As Iowa State’s fans celebrated, the 6-7, 340-pound Princeton graduate-turned-anchor on the No. 16 Cyclones’ offensive line soaked in the scene, reveling in the frost-tinged afterglow of a 29-21 triumph over Kansas State that helped land his team in Saturday’s 11 a.m. Big 12 title game at AT&T Stadium in Arlington, Texas.
Fans flooded the field in Travis’s last game at Jack Trice Stadium — and it was a new and wondrous experience for ISU’s accomplished left tackle.
“No field stormings at Princeton,” the grad transfer said with a grin.
Not even after a big win over Harvard or Yale?
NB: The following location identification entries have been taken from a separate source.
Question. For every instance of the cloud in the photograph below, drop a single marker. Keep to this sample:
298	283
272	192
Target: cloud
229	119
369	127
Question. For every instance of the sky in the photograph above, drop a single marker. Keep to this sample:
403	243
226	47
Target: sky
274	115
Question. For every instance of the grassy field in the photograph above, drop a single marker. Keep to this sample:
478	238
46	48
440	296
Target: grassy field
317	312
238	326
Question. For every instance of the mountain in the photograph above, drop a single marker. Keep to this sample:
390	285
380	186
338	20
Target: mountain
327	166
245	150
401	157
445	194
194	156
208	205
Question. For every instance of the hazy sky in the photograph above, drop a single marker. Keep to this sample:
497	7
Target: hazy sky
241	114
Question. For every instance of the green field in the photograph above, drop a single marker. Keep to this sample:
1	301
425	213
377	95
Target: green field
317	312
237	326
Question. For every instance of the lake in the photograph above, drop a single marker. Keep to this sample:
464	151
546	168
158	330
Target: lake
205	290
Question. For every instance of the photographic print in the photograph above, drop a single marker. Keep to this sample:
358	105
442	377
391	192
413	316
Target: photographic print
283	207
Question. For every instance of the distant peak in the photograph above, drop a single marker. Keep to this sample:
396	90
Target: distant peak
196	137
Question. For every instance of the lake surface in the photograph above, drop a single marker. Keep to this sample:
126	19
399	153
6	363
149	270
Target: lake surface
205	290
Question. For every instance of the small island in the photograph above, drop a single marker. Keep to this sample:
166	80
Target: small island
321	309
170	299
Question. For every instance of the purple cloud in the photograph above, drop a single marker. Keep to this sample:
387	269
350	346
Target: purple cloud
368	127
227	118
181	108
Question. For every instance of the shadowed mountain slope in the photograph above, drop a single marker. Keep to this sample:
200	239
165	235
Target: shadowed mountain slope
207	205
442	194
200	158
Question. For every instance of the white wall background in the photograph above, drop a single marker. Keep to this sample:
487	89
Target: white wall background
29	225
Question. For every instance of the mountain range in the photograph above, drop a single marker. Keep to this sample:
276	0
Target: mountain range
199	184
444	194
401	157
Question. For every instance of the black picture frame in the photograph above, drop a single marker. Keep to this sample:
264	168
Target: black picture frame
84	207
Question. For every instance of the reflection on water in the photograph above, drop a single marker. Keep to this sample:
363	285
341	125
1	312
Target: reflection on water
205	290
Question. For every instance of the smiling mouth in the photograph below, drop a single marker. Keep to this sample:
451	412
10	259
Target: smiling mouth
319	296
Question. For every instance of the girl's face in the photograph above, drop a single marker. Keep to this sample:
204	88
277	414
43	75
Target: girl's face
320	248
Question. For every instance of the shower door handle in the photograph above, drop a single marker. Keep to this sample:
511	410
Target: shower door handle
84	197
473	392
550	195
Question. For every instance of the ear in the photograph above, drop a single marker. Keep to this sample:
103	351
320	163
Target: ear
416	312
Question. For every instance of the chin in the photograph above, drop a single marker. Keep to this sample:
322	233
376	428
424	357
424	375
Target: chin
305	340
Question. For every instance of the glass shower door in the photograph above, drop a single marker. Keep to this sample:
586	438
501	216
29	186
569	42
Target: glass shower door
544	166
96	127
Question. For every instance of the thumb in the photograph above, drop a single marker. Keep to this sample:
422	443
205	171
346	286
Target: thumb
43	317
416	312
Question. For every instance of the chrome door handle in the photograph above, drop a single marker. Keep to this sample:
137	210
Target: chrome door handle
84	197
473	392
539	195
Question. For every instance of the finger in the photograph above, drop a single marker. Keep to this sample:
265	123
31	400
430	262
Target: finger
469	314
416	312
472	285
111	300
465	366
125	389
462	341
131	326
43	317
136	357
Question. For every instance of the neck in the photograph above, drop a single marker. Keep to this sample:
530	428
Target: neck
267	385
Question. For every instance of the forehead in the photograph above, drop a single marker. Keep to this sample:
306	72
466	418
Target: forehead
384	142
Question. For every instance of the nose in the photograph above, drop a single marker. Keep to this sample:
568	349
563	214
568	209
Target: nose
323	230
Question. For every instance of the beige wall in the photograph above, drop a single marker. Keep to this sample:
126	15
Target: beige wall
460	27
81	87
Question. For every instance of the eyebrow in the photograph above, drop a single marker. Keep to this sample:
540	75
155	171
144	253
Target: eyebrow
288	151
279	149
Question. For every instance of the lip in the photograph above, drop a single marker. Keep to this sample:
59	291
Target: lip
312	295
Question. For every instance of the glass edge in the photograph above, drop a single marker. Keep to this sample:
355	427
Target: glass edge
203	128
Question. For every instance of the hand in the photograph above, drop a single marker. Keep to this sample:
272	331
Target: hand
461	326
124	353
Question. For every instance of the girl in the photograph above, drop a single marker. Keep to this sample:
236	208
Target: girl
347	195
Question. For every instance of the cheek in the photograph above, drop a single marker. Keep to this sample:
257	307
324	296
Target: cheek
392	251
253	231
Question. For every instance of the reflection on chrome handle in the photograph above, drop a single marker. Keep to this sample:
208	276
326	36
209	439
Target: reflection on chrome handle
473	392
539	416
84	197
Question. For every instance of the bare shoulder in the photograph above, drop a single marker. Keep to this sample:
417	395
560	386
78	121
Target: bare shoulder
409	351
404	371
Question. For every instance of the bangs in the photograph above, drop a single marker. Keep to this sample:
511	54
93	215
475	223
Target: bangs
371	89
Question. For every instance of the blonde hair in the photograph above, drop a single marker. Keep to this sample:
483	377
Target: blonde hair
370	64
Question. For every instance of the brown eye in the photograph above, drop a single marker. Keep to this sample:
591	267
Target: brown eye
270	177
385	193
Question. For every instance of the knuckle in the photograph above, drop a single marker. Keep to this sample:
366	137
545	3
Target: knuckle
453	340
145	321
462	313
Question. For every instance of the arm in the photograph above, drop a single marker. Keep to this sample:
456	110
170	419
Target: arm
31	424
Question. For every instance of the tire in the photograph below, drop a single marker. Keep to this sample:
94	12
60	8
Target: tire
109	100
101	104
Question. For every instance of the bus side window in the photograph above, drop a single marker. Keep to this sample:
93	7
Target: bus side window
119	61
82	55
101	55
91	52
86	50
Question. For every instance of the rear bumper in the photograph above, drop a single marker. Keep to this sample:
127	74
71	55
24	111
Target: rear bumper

“Right?” Travis joked. “Right?”
Preseason prognosticators would have considered it “wrong” to slot the Cyclones (10-2) and No. 15 Arizona State (10-2) into the Big 12 Championship, but there they are in what Las Vegas oddsmakers consider a pick ‘em game at the home of the Dallas Cowboys. The Sun Devils opened as 2.5-point favorites, so expect both teams’ fanbases to be wringing their hands deep into the fourth quarter with a spot in the expanded 12-team College Football Playoff on the line.
“Our sport is a journey through 12 guaranteed weeks of a football season and finding consistency, which is why college football is so entertaining, because it’s so inconsistent to watch,” said ISU head coach Matt Campbell, who also led his team to the 2020 league title game before falling, 27-21, to Oklahoma. “You just don’t know what you’re gonna get every week. I think one thing I would hope when you turn our football team one, boy, every time they touch the field it may not always be perfect, but the consistency of attitude, effort and strain to go win the football game as a team, that’s been what we’ve kind of tried to build our foundation on.”
Consider that building a multi-level structure now, and a possible skyscraper by the time this season’s over. And it’s the quest for consistency that forms the brick and mortar of that construction process — and nowhere is that more evident than on the Cyclones’ offensive line.
Three of ISU’s players with the longest active starting streaks populate that hiking front five, led by senior center Jarrod Hufford, who will make his team-leading 46th consecutive start on Saturday. Senior right tackle Tyler Miller will start for the 25th straight time and sophomore guard Brendan Black has started 17 games in a row. Travis — who missed the first couple games off the season because of injury — has started a mere nine straight games, but his impact on a rebuilt offensive line has been massive.
“I think what he’s given us is certainly great flexibility,” said Campbell, whose team will face a Sun Devils defense that ranks second in the Big 12 in rushing defense at 116.8 yards allowed per game. “I think as Jalen got healthy, he steadied the ship of that offensive line, for sure.”
Campbell called Hufford, Miller and Travis “pillars” for that now deep and seasoned group, especially since a handful of injuries have forced ISU to rotate several players at the guard position.
“I think their confidence and their consistency’s allowed those young guys to settle in and play good football,” Campbell said.
How good?
Case in point: The running game. The Cyclones’ backfield trio of Carson Hansen, Jaylon Jackson and Abu Sama has helped ISU average its most rushing yards per game (164.6) since that 2020 season that featured Breece Hall.
“I think just this back half of the season, really just simplifying what our run game plan is,” Hufford said recently. “(Just) having a base couple of concepts and getting good at those.”
The Cyclones have been solid in pass protection, too, allowing the second-fewest total sack yards in the conference at 77. The addition of Travis, along with Miller’s growth, has been paramount to that success — a trend that must continue if ISU’s to make history again this weekend by winning its first Big 12 championship game.
“I think I got what I wanted and more,” Travis said of his single— and deeply extended — season as a Cyclone. “Especially when it comes to relationships and playing for a coaching staff that’s willing to believe in me, our into me, and help me grow. I think that has been a blessing that has been tenfold for me since I’ve been here. Obviously, the results are independent of all that. I’d be just as happy walking out of here if we didn’t have the same results because of the people and coach Campbell and the staff, and what they’ve been able to do for me personally.”